AI Token Counter
Estimate token count and LLM API cost for any text. Paste content and get instant token estimates with per-model pricing breakdown and token visualization.
Paste any text to estimate its token count and see what it costs to send as input across major LLM providers. Everything runs in your browser — nothing is sent anywhere.
Input
How tokens work
LLMs don't read text character-by-character or word-by-word — they read tokens, which are chunks of text produced by a byte-pair encoding (BPE) algorithm trained on a large corpus.

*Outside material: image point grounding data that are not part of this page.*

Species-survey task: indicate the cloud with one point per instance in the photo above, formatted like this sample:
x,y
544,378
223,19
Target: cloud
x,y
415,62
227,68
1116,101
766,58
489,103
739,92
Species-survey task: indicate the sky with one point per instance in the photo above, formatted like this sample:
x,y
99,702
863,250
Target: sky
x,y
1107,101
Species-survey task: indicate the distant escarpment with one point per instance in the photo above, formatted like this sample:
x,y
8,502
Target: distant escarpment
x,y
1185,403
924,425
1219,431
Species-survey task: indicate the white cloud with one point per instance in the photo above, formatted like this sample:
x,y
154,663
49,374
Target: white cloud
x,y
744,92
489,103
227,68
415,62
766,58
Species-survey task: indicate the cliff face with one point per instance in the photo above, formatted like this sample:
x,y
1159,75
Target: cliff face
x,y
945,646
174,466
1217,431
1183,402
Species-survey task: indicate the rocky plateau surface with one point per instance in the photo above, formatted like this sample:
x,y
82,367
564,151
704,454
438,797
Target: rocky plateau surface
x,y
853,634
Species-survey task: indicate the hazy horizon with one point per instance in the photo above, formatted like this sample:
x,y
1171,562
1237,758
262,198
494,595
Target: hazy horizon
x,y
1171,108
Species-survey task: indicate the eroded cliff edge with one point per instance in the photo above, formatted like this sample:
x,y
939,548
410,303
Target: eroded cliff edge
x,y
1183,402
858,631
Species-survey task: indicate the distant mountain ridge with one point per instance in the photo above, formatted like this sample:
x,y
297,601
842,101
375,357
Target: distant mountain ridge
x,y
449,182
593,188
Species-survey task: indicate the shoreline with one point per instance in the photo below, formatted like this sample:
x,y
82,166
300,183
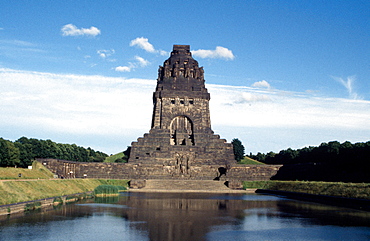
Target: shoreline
x,y
354,203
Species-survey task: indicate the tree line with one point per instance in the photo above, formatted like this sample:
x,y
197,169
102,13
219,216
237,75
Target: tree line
x,y
332,152
333,161
23,151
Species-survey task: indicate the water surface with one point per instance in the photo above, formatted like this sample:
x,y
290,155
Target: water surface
x,y
189,216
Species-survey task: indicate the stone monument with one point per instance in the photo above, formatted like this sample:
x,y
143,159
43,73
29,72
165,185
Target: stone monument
x,y
181,139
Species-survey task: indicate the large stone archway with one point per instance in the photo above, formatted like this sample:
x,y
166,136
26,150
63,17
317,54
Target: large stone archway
x,y
181,131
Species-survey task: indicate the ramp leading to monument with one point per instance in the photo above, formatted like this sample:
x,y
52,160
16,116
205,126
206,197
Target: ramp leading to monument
x,y
170,185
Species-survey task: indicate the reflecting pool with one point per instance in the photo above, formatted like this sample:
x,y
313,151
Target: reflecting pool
x,y
189,216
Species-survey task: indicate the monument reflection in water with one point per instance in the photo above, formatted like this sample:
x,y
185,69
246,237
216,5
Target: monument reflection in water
x,y
171,216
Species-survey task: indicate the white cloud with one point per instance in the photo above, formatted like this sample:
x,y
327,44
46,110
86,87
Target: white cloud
x,y
144,44
72,30
348,84
123,69
142,62
45,105
104,53
218,53
261,84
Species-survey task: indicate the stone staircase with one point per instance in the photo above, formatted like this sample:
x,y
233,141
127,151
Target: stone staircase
x,y
170,185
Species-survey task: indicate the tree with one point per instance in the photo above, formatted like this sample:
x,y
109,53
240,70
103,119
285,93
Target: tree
x,y
9,154
238,149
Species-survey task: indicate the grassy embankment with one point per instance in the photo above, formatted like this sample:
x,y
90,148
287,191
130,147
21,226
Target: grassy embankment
x,y
250,161
349,190
13,191
38,171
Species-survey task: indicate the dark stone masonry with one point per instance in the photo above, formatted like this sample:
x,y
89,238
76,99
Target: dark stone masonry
x,y
181,138
180,143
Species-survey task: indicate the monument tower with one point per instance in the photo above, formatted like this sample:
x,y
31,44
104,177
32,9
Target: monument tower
x,y
181,139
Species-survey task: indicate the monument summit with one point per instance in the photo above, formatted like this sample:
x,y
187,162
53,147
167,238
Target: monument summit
x,y
180,144
181,139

A few rules of thumb for English text:
- ~4 characters per token — the most common estimate for prose
- ~¾ words per token — short common words are usually 1 token; longer or rarer words split
- Whitespace is absorbed into the following token —
" hello"(with leading space) is typically a single token, not two - Code and symbols tokenize denser —
{,;,->are often 1 token each regardless of length - Numbers vary —
42is usually 1 token, but long integers like198732may split at 3-digit boundaries
The counter above uses the 4 chars/token approximation. For exact counts, use Tiktokenizer with the specific model's tokenizer.
Why token count matters
| Use case | Why it matters |
|---|---|
| Prompt engineering | Longer prompts = higher cost per call |
| Context window limits | GPT-4o caps at 128K tokens; Claude at 200K |
| Batching decisions | 1M tokens at once vs 1K calls of 1K tokens each |
| RAG chunk sizing | Chunk size in tokens affects retrieval quality |
| Fine-tuning budgets | Training cost is usually quoted per token |
Pricing notes
Prices shown are for input tokens only. Output tokens are billed separately at a higher rate (typically 3–4× input price). The table shows the output rate for reference.
Prices change frequently — treat the table as a relative comparison tool, not a billing guarantee.